German power for 2014, a benchmark for European electricity prices, fell as the cost of emission permits declined from a two-week high.
German baseload power, for delivery around the clock, fell as much as 27 cents to 42.03 euros ($56.38) a megawatt-hour and traded at 42.23 euros as of 5:30 p.m. in Berlin. European carbon allowances for December dropped 7 cents to 4.47 euros a metric ton after earlier sliding to 4.22 euros on London’s ICE Futures Europe exchange. Power can track emissions and other fuels that influence production costs.

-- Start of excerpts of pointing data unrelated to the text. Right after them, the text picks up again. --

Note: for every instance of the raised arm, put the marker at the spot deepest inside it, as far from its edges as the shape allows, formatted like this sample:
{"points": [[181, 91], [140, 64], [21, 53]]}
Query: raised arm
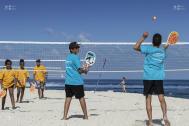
{"points": [[140, 41]]}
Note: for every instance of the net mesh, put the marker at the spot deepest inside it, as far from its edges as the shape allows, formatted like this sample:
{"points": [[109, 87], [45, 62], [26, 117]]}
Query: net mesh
{"points": [[114, 60]]}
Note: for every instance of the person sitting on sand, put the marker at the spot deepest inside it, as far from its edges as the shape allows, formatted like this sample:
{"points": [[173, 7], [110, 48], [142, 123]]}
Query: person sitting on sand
{"points": [[153, 73], [40, 76], [22, 76], [8, 81], [123, 84], [73, 80]]}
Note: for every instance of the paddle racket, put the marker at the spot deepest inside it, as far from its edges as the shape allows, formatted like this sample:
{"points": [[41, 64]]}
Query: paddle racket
{"points": [[32, 87], [90, 58], [3, 93], [173, 38]]}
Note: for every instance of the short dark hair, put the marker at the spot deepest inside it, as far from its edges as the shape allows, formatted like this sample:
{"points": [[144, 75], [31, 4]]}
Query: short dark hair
{"points": [[8, 61], [38, 61], [157, 39]]}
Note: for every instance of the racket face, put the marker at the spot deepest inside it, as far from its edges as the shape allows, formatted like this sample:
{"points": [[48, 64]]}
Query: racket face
{"points": [[32, 87], [90, 58], [2, 93], [173, 37]]}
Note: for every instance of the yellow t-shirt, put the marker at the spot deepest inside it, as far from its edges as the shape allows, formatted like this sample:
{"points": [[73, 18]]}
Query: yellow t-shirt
{"points": [[22, 75], [40, 73], [7, 77]]}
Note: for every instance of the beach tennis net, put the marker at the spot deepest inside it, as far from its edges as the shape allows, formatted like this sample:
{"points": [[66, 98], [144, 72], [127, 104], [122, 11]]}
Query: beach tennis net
{"points": [[114, 59]]}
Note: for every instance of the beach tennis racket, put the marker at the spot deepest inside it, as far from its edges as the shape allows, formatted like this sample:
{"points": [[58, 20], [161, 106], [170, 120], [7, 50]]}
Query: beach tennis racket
{"points": [[90, 58], [3, 93], [173, 38], [32, 87]]}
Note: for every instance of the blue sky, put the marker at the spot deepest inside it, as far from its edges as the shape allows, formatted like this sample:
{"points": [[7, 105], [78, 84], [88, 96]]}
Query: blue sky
{"points": [[91, 20]]}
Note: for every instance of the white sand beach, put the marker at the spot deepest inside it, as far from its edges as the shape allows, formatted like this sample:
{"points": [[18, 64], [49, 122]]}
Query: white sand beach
{"points": [[104, 108]]}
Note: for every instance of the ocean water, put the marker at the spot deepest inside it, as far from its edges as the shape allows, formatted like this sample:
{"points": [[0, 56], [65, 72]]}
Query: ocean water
{"points": [[173, 88]]}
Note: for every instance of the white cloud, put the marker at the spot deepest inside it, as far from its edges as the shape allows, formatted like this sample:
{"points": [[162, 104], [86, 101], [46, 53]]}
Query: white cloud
{"points": [[179, 7], [84, 37]]}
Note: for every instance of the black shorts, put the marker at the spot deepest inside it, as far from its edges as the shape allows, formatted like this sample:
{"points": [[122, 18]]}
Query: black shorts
{"points": [[74, 90], [153, 87]]}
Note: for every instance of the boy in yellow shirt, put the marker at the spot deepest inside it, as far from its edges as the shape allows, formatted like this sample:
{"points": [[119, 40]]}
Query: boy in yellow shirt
{"points": [[22, 78], [39, 75], [8, 81]]}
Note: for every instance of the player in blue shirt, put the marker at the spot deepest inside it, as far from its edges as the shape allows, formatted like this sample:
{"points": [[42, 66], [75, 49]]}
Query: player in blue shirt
{"points": [[73, 80], [153, 73]]}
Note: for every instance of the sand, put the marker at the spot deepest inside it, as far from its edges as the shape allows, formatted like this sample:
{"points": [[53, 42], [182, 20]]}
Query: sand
{"points": [[104, 108]]}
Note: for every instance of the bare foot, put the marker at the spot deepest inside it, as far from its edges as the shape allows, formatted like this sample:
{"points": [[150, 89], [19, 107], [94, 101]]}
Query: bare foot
{"points": [[167, 123]]}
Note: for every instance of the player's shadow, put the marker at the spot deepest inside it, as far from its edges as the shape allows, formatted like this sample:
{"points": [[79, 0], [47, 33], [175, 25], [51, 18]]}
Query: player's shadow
{"points": [[156, 122], [81, 116], [26, 101], [50, 98]]}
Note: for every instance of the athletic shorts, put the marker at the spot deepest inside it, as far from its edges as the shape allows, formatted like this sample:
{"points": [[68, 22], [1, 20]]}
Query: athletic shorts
{"points": [[153, 87], [74, 90], [40, 85]]}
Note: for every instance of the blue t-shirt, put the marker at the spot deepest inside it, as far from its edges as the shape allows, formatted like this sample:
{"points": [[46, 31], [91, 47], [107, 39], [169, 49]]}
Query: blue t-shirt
{"points": [[73, 77], [153, 63]]}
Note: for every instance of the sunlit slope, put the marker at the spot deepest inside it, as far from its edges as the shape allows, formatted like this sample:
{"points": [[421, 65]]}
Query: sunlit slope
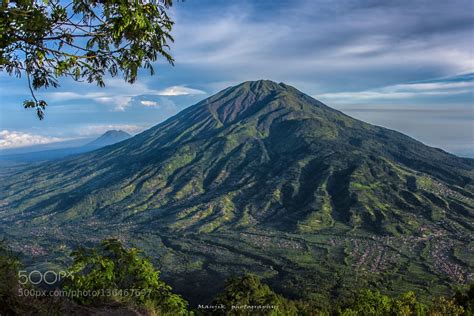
{"points": [[259, 154]]}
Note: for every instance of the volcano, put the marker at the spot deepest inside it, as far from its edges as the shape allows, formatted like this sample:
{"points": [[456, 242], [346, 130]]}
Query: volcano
{"points": [[261, 177]]}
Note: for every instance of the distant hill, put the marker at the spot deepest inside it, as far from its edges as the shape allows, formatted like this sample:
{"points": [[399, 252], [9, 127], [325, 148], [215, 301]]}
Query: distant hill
{"points": [[261, 177], [108, 138]]}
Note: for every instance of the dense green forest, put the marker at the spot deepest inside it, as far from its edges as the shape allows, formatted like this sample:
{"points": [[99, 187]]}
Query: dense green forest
{"points": [[113, 279]]}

“We reiterate our negative view on the German power price due to worsening oversupply from negative demand growth, renewables and the collapsing emissions market, which would imply a carbon price of zero absent political intervention,” Per Lekander, a Paris-based analyst at UBS AG, said today in an e-mail.
In France, baseload power for March fell as much as 3.6 percent to a record 43.15 euros amid forecasts of milder-than-average weather. The maximum temperature in Paris will rise to 12 degrees Celsius (54 Fahrenheit) on Feb. 16, compared with today’s temperature and seasonal median of 9 degrees, according to CustomWeather Inc. data on Bloomberg.
French nuclear generation was little changed today as two reactors halted and two started, according to data from grid operator Reseau de Transport d’Electricite. The 1,335-megawatt St. Alban-2 and 1,310-megawatt Nogent-2 units are back online, while the 880-megawatt reactor Bugey-5 was halted Feb. 9 for maintenance and the 1,300-megawatt unit Cattenom-4 stopped on Feb. 8, RTE said on its website.
In Germany, power generation availability will advance to 64,900 megawatts on Feb. 21 from 62,000 megawatts today, according to the transparency website of European Energy Exchange AG.
EnBW Energie Baden-Wuerttemberg AG’s nuclear plant unit Philippsburg 2 came back online on Friday after a 522-megawatt reduction of power output that lasted “several hours,” Ulrich Schroeder, a company spokesman said via phone from Karlsruhe today. On Feb. 14, EON AG will take its 550-megawatt gas-fired plant Irsching 4 offline for maintenance until Feb. 18, the company said on its transparency website.